In this section, we study the effects of varying the cache size. Our motivation is twofold. First, we would like to build additional confidence in our results, given our cache scaling methodology. Recall from Section that in order to achieve realistic problem-size to cache-size ratios, the results presented so far in this chapter are based on an 8K/64K cache hierarchy, which is scaled down from the full 64K/256K caches in DASH. By varying the cache size, we can explore the effects of cache scaling on performance. Second, by running the same problem on varying cache sizes, we effectively change the mixture of misses due to replacements (because of the finite cache size) versus misses due to coherence (because of the communication of shared data). This allows us to evaluate how well our compiler algorithm prefetches both types of misses.
The results of our experiments are presented in Figure , where the performance of each application is shown on three different sets of cache sizes. The middle pair of bars are for the scaled cache sizes of 8K/64K that we used throughout this chapter. The rightmost pair of bars are for the full-sized 64K/256K caches in DASH. The leftmost pair of bars are for a smaller cache hierarchy of 2K/8K. We begin by focusing on how the code without prefetching performs across the different cache sizes, and then later compare this to the behavior of the code with prefetching.
If we focus our attention first on the code without prefetching, we see a variety of different behaviors in Figure . At one extreme is MP3D, where varying the cache size has virtually no impact on performance. This is because MP3D sweeps through a very large data set on each time step, and even the 64K/256K caches are not large enough to retain the data (each processor's particles are 200 Kbytes, and the space cell array is 288 Kbytes). This region, where the the data set is much larger than the cache size, is expected to be the case in real-life runs of MP3D, so our results are indicative of the performance on real machines. At the other extreme are applications like LU, CHOLESKY, and LOCUS, where there is a noticeable knee in performance once a key data structure fits in the cache. For LU, this knee occurs between the 8K/64K and 64K/256K cache sizes, and corresponds to when the columns owned by a processor (roughly 20 Kbytes) fit in the primary cache. For both CHOLESKY and LOCUS, the knee occurs between the 2K/8K and 8K/64K cache sizes.

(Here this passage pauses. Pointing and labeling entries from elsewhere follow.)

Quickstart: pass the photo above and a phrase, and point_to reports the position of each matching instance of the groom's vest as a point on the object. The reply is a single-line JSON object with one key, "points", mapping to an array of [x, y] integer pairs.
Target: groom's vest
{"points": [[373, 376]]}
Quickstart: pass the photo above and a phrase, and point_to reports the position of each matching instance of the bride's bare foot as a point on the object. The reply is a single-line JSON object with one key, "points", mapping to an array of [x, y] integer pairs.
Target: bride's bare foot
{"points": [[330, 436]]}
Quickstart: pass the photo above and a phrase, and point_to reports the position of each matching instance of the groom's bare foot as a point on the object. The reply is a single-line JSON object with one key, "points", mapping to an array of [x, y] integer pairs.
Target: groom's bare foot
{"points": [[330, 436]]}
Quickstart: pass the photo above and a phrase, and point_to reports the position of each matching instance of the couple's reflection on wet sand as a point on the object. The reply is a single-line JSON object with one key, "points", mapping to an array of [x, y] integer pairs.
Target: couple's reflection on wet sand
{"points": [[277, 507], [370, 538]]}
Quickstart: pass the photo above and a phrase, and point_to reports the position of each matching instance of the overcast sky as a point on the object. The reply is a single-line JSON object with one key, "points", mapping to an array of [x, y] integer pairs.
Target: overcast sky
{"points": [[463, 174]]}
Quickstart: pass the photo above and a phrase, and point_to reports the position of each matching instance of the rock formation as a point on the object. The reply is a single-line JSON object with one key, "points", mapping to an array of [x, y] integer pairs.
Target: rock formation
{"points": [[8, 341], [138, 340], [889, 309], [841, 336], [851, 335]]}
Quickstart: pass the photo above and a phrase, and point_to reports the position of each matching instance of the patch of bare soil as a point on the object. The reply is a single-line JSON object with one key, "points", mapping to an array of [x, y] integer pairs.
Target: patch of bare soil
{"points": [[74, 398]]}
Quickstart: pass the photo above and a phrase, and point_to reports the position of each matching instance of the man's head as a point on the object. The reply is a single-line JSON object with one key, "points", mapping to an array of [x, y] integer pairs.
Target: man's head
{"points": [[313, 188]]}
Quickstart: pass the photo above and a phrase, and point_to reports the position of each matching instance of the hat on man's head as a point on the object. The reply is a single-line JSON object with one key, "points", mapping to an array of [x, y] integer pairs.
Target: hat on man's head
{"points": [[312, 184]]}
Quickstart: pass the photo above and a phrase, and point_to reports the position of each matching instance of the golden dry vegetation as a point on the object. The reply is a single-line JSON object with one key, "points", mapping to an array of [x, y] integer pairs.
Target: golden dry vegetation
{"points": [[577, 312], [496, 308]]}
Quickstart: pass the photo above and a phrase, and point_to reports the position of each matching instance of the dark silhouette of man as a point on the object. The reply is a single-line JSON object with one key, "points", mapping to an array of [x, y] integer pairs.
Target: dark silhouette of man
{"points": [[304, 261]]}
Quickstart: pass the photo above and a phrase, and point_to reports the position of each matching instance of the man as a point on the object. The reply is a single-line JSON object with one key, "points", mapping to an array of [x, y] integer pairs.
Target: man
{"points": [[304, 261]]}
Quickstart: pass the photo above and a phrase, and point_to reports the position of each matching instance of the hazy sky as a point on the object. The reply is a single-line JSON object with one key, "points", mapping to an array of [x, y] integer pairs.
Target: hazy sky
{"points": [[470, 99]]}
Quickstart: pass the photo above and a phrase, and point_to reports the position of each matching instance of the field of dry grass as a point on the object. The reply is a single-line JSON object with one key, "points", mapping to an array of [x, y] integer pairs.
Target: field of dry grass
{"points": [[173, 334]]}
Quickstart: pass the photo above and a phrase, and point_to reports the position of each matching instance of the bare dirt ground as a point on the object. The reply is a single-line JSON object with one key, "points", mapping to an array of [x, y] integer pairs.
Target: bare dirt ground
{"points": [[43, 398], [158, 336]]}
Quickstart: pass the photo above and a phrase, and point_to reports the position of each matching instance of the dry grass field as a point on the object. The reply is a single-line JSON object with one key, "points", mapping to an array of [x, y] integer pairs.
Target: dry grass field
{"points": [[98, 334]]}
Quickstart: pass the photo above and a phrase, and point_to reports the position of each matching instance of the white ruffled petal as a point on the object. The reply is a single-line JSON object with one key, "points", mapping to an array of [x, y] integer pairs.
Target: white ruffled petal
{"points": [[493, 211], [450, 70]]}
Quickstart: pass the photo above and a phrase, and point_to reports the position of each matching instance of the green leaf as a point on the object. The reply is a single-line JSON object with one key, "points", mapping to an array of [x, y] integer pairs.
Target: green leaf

In the case of CHOLESKY, this corresponds to an entire panel fitting in the primary cache. For LOCUS, it corresponds to the portion of the cost array where a wire is being routed fitting in the cache. Therefore we see dramatic performance swings (more than 80%improvement) as the knee is crossed in three of the five cases without prefetching.
In contrast, the performance of the code with prefetching varies more gradually over the range of cache sizes. For example, while the performance of LU without prefetching improves by 82%when the cache sizes increase from 8K/64K to 64K/256K, the performance with prefetching changes by only 7%. Similarly, the performance improvement as the cache sizes are increased from 2K/8K to 8K/64K is 156%without prefetching vs. 14%with prefetching for CHOLESKY, and 85%without prefetching vs. 37%with prefetching for LOCUS. Why is the prefetching performance less sensitive to cache size? As the cache size is reduced, we see more replacement misses in the code without prefetching. However, since our algorithm is effective at prefetching replacement misses (as demonstrated already in Chapter ), the resulting latency is therefore hidden, thus making the code with prefetching less sensitive to cache size. In fact, in three of the five cases (OCEAN, LU, and MP3D), the performance of code with prefetching on 2K/8K caches was better than code without prefetching on 64K/256K caches.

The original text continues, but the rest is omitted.